There's an alternative of course: go full libertarian. Means, just use a "bank" that doesn't care if its users get hacked. This is what the Bitcoin community enabled. It's there if you want it.

Magnusmaster a day ago | parent | next [-]

I doubt banks or the government would ever white list something like Lineage that's not made by some megacorporation. Also IIRC most phones don't allow you to relock the bootloader after flashing a custom ROM.

hackyhacky a day ago | parent | prev | next [-]

Thanks for clarifying. I was unaware that (2) was a widespread issue.

jacobthesnakob a day ago | parent | prev [-]

>These types of discussions on HN get confused because people aren't always clear what they mean by the word "rooting".

Well it’s more the Dunning Krugerites who see the word “rooting” written by someone in a cyber context, lack that context entirely, and proceed to enter the discussion anyway based on their experience rooting their Android phone 3 years ago after clicking through a few UI buttons.

dvngnt_ a day ago | parent | prev [-]

> A scam app with root can draw over the screen and tell users to transfer money

On android, I believe this can be done rootless via accessibility permissions that can display on top of apps

NoGravitas a day ago | parent [-]

Yes, but you very much have to grant that permission in Settings.
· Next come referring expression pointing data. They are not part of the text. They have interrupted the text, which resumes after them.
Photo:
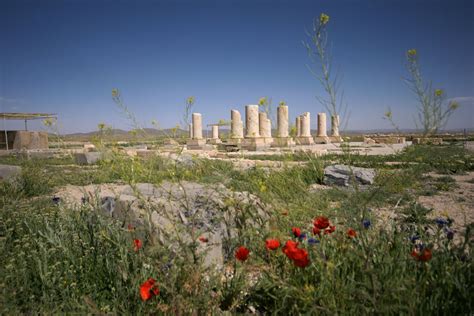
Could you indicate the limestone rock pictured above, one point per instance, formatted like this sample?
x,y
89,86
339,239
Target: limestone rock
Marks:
x,y
343,175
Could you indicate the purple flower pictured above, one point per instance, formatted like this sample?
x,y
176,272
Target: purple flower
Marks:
x,y
366,223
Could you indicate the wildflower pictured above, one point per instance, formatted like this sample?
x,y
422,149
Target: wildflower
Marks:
x,y
321,222
137,244
323,19
272,244
331,229
296,231
423,255
411,52
149,289
313,241
316,231
242,253
299,256
366,223
441,222
351,233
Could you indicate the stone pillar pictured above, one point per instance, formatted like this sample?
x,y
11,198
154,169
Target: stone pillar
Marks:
x,y
282,121
252,129
197,142
335,137
236,125
190,127
282,139
265,127
298,126
305,130
197,126
321,136
335,125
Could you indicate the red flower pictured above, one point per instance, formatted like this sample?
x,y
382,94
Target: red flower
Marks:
x,y
137,244
296,231
321,222
351,233
299,256
242,253
316,231
272,244
331,229
149,289
424,255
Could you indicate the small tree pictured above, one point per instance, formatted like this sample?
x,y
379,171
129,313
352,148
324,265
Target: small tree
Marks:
x,y
320,56
432,114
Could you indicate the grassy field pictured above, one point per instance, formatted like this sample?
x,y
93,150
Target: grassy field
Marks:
x,y
57,259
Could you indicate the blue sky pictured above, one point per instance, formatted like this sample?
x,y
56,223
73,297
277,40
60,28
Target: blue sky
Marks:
x,y
65,57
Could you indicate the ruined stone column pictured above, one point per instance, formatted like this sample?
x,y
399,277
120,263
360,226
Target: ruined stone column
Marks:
x,y
282,121
305,130
298,126
197,126
251,121
282,139
321,136
335,125
265,127
236,125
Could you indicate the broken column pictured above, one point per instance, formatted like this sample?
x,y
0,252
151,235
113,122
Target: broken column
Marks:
x,y
305,130
215,135
335,137
265,127
282,139
321,136
196,142
253,140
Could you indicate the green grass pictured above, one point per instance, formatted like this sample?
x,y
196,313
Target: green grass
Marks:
x,y
58,260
An app can't get it non-interactively.

SkiFire13 a day ago | parent | prev [-]

A rooted android device doesn't run apps as root either, not does it generally allow them to get root access without the user accepting a system prompt.

bakugo a day ago | parent | prev | next [-]

In some countries, it's already impossible to make online payments without the bank's phone app. Only a matter of time until all banking is restricted to phones.

ranger_danger a day ago | parent | prev [-]

Many people also use their bank's app for mobile NFC payments though (more of a thing in EU than US), which you can't easily do with a device that doesn't fit in your pocket.